Use of broadcasting data strucutures for daru internals. #328

Open v0dro opened 7 years ago

v0dro commented 7 years ago

Currently, daru uses Arrays for storing data inside Vectors, which are collectively stored inside a dataframe.

However, this approach reduces the speed of most mathematical operations due to everything being a Ruby object and all the looping operations happening in Ruby.

I would like to explore alternatives to re-implementing daru's internal data structures in something like NMatrix or Numo::NArray for more efficient storage of data. @genya0407 's sake gem does this to some extent but it is still not as widespread as that of pandas.

This will most probably make use of broadcasting data structures. In the interest of speed, do you all think it would be alright to sacrifice compatibility with JRuby? Since NMatrix has a Java backend, how about implementing broadcasting in NMatrix and rewriting daru's internals using NMatrix?

Please pitch in your ideas into this thread.

CC: @mrkn @zverok @genya0407 @gnilrets @lokeshh @kozo2

gnilrets commented 7 years ago

Could you clarify what is meant by "broadcasting data structures"?

I've recently been playing around a bit with PyArrow and so far it seems like a performant internal data structure.

https://pyarrow.readthedocs.io/en/latest/ https://www.slideshare.net/wesm/python-data-wrangling-preparing-for-the-future https://github.com/SciRuby/daru/issues/164

If it were integrated into Daru, it may open open Daru to more of the Apache "Big Data" ecosystem, which would be nice.
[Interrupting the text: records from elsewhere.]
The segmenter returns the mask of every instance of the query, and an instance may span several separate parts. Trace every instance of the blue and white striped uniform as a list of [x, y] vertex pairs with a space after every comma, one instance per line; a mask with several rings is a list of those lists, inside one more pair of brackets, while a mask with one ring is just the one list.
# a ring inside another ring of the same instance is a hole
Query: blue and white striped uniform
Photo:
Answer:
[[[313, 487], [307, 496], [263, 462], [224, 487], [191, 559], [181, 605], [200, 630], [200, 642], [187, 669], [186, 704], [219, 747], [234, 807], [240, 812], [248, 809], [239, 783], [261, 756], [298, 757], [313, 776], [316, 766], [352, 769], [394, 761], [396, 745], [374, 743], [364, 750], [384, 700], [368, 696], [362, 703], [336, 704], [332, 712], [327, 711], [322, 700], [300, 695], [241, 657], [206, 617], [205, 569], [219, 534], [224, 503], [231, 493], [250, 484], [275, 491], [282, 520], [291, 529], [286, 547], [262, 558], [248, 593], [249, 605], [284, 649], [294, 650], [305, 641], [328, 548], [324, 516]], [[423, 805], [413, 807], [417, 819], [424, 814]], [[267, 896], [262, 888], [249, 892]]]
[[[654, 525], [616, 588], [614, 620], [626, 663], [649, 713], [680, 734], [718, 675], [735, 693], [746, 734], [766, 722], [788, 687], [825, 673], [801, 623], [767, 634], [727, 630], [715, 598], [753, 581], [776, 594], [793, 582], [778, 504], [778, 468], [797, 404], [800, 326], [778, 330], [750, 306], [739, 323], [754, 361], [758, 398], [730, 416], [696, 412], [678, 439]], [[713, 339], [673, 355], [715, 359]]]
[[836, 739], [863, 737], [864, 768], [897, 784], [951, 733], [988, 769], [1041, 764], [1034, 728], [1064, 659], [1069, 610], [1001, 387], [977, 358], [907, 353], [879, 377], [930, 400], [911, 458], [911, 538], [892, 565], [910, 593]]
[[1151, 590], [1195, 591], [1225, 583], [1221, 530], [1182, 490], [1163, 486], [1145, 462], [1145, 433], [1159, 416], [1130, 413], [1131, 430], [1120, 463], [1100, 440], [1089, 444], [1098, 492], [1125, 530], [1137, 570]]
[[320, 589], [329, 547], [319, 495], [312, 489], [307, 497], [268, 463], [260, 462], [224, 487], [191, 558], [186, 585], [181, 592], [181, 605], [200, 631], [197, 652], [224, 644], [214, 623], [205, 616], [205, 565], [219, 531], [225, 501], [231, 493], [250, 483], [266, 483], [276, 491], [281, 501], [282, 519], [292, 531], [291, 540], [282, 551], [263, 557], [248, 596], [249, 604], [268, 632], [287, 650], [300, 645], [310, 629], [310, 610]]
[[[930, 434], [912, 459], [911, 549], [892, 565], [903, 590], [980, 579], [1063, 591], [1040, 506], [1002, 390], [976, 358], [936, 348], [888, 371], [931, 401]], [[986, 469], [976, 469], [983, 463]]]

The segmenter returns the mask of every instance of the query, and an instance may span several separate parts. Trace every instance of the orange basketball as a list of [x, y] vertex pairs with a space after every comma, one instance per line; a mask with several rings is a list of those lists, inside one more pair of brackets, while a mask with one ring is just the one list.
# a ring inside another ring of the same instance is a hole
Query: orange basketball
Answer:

But I have no experience integrating C with Ruby, so don't really know what kind of effort this would require.

v0dro commented 7 years ago

Broadcasting would basically involve changing the internal data structures in such a way that they are more efficient and reduce copying of data whenever possible. For example, pandas uses numpy internally, which supports broadcasting and hence makes pandas fast.

This will mainly involve choosing an appropriate matrix library like Numo::NArray or NMatrix and integrating them with daru. Some changes might be required in the matrix libraries to fully support broadcasting.

kou commented 7 years ago

FYI:

Apache Arrow is implementing Tensor object:

Pandas will use it in 2.0:

I'm working on Ruby bindings of Apache Arrow. They are already included in Apache Arrow partially:

v0dro commented 7 years ago

@kou do you think we should leapfrog to using Apache Arrow Tensor directly for internal storage? I am seriously considering an overhaul of the daru storage infrastructure given the speed bottlenecks caused by creation of Ruby objects.

If it can be done in a transparent and dependency-free manner, can you please elaborate on how we can proceed for implementing this in daru?

v0dro commented 7 years ago

@mrkn if you have experience with arrow can you please shed some light on this?

kou commented 7 years ago

daru can use NMatrix or Numo::NAarray for internal object. Red Data Tools project provides libraries to convert them with low cost via Apache Arrow:

You can convert NMatrix and Numo::NArray by the following:

nmatrix.to_arrow.to_narray # => Numo::*
narray.to_arrow.to_nmatrix # => NMatrix

Now, Apache Arrow focuses data format. It doesn't implement data operations yet. They will be implemented after Apache Arrow 1.0.0 is released.